Share buybacks are coming under scrutiny
A company may acquire own shares if it is solvent and liquid
SOME asset managers in South Africa believe that few boards fully grasp the different capital allocation opportunities, particularly the impact that opportunistic share repurchases can have on value creation.
Shaun le Roux, the manager of the PSG Equity Fund and Flexible Fund, said that for companies with strong balance sheets and low share prices, share buybacks should be much higher on the priority list.
“This is because management have the opportunity to enhance value by investing in a business they know very well, and they should be able to conclude with a high degree of probability that their share is undervalued.
“Yet local management teams seem to favour acquisitions, often in industries or geographies where their experience is limited. In fact, this is often a case of undertaking risky acquisitions to try to diversify or grow regardless of the long-run cost to investors,” Le Roux said.
The Companies Act provides that a company may acquire its own shares to the extent that it is solvent and liquid.
Earlier this year, diversified miner and BHP Billiton spin-off South32 launched a $500 million (R6.37 billion) share buyback programme, which in August it extended by $250m to $750m. The group’s share buyback programme has attracted fans and critics.
Supporters said it increased the long-term value of the company, whereas critics claimed it was intended only to boost the value of the share and enable directors to meet their own financial incentives.
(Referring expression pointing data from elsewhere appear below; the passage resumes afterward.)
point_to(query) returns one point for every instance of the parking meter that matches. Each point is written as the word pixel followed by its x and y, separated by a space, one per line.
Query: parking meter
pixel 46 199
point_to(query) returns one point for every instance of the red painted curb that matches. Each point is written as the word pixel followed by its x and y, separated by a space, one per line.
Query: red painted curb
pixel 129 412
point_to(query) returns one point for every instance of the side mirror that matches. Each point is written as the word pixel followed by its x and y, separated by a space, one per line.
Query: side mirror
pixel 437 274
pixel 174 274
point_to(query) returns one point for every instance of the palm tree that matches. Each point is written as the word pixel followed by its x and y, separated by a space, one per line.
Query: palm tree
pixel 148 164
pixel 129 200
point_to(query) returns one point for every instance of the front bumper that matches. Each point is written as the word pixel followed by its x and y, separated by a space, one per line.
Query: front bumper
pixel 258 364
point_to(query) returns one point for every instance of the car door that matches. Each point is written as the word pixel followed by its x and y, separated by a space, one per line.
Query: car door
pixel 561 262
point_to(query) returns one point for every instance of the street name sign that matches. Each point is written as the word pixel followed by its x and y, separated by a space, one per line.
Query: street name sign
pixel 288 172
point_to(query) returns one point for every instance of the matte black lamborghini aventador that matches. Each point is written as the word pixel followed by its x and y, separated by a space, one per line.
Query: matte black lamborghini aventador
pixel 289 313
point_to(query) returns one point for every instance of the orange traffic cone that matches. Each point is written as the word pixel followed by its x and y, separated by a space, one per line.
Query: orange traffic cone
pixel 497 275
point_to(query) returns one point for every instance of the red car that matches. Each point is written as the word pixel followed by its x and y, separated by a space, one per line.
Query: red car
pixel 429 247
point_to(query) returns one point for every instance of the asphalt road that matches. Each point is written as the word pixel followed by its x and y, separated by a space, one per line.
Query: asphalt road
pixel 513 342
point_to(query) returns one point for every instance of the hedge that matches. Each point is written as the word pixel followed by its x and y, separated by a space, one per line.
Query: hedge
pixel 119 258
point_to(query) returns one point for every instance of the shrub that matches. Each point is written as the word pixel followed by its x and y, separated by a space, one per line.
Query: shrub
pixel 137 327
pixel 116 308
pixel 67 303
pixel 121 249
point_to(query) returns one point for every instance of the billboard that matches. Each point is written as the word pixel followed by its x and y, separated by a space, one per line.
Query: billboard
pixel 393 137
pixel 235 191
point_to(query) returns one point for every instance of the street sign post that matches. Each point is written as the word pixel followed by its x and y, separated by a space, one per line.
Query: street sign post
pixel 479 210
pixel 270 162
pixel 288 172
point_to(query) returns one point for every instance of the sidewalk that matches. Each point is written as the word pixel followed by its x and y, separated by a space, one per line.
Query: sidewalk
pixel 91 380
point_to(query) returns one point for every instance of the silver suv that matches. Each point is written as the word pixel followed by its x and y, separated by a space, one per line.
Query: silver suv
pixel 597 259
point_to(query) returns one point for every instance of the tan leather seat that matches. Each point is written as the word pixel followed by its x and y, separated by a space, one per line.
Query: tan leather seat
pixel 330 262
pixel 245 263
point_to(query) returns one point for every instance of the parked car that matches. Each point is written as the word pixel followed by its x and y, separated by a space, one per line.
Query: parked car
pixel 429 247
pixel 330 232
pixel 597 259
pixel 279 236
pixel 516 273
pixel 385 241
Le Roux said, globally, the US led the way in using buybacks as a capital-allocation tool.
Drug maker Pfizer said on Monday that its board had authorised a new $10bn share repurchase programme and raised its quarterly dividend.
It joined several other businesses, including Boeing, Anthem and Bank of America, which have rolled out share buyback programmes.
Le Roux said South African boards and executive teams were largely reluctant to decrease the size of their equity base.
“We expect this to change in time, but view it as a missed golden opportunity given the depressed share prices of many listed domestic companies currently,” he said.
Patricia Williams, a partner in Bowmans tax practice, said South African companies disposing of shares may feel the pain of overly zealous tax proposals released this year.
“The 2017 Draft Taxation Laws Amendment Bill, issued on July 19, 2017, introduces tax proposals for addressing circumvention of anti-avoidance rules dealing with share buybacks and dividend stripping.
“However, these proposals extend far beyond share buyback and issue transactions. As such, South African companies disposing of shares (in any manner) may feel the pain,” Williams said.
“In the 2016 Budget review, the then-minister of finance indicated that ‘the widespread use of share buyback arrangements merits a review to determine if additional counter measures are required’.
“The 2017 Budget proposed that specific legislative counter-measures be introduced to curb the use of share buyback arrangements.
“Share buybacks are always a bad idea, unless you can do it at the bottom of the cycle (when the share is most undervauled),” said Henk Groenewald of Coronation Fund Managers.